Prof. Yang Guangbin, director of the Comparative Politics Institute at the Renmin University of China, said, "Every country has its uniqueness to develop democracy based on their own history, culture and real conditions."

"It's quite harmful to oversimplify unique processes of different democracies to certain modes," Yang said. "Even Western democracies have survived agonizing processes."

And Yang said he believes a Chinese-style democracy is emerging.

The discussions in the Party School and other think tanks on how the CPC can expand democracy are backed by central authorities.

In the process of deepening political restructuring, the CPC also tries to develop itself to a cover-all political organization, by diversifying the Party membership.

The Party amended its Constitution in 2002, opening its door to private businessmen, who used to be regarded as symbol of capitalism and excluded from the vanguard team of the Chinese working class.

Improving "intra-Party democracy" is the ultimate approach to developing people's democracy and promoting social harmony, said Tian Peiyan, a senior theorist at the CPC Central Committee Policy Research Office.

"Intra-Party democracy" is largely realized by expansion of Party members' rights, more open election and a fair cadre nomination mechanism.

As one remarkable signal, the loss margin in the election of delegates to the 17th CPC National Congress was raised to 15 percent from 10 percent five years ago.

At lower levels, the electoral margin quota for provincial Party congresses ranges from 15 percent to 30 percent, almost tripling that of the past.

In his report, Hu also vowed the Party will intensify its efforts to "prevent arbitrary decision-making by an individual or a minority of people."

Lai Hongyi, lecturer at the University of Nottingham School of Contemporary Chinese Studies, said China's economic success has a lot to do with the ruling party's focus on people's livelihood and its pragmatic pursuit of market reform. "This focus needs to be sustained in the coming decades," Lai said.

Nevertheless, Lai said, with a rising education level of the public and development of mass media, public opinion should be an important reference in policy making.

In order to ensure that officials would heed people's concerns, democracy should be incrementally introduced, Lai said.

Rapid growth is unnecessarily a cure-all, Hu warns the Party of yawning wealth gaps, resources-squandering way of development, injustice and corruption. In addressing those challenges, the 70 million-member political organization needs to recruit outside brains and unite as many forces as possible.

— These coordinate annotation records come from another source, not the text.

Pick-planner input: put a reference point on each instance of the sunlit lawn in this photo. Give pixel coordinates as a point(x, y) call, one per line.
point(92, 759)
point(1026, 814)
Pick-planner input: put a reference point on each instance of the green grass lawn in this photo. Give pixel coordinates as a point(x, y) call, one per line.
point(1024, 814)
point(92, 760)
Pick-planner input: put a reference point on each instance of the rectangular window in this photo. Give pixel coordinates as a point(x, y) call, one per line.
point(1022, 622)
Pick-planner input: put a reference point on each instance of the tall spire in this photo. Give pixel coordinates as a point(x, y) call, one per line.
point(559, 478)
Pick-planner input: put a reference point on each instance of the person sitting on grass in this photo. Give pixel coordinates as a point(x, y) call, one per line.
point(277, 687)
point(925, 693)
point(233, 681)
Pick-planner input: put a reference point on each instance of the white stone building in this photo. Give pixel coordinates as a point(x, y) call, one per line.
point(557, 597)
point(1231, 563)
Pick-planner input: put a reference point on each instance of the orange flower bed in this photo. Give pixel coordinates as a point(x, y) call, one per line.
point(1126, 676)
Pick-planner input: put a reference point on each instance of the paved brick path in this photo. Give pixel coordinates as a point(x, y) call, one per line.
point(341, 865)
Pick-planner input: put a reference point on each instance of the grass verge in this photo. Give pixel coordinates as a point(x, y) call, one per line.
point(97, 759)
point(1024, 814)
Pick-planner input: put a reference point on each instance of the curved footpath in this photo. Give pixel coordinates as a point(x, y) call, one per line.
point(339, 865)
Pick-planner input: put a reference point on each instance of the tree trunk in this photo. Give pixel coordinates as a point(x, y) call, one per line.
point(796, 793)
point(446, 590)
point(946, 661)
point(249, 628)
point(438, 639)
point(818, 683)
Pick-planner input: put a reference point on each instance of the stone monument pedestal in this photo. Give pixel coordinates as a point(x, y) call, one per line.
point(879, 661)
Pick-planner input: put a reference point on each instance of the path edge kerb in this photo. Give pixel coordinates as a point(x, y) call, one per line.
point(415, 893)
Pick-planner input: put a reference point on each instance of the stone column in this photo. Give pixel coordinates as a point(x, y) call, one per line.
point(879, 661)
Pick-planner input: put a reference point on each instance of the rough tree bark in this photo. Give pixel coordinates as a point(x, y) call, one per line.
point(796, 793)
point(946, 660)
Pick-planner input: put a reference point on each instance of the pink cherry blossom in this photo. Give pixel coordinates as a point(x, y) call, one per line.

Two non-communists, Wan Gang and Chen Zhu, were promoted to cabinet posts this year to overwatch the Ministry of Science and Technology and the Ministry of Health.

Wan is an auto technologist who had worked for Audi for a decade and France-educated hematologist Chen is a foreign associate of the U.S. National Academy of Sciences.

Their landmark appointments were the first to non-communists in nearly 30 decades, but will never be the last as the ruling party has pledged to recruit more non-communists for high governmental positions.

In the words of Prof. David Shambaugh, founding director of the China Policy Program at George Washington University and nonresident senior fellow at Brookings, the CPC's political reform is to "enliven the Chinese Communist Party from the bottom up, giving fuller scope to cadres to exchange views and provide input to policy deliberations rather than just implementing and rubber- stamping decisions made at high levels."

"The goal is to create a dynamic party apparatus, rather than an ossified and inflexible one," Shambaugh said.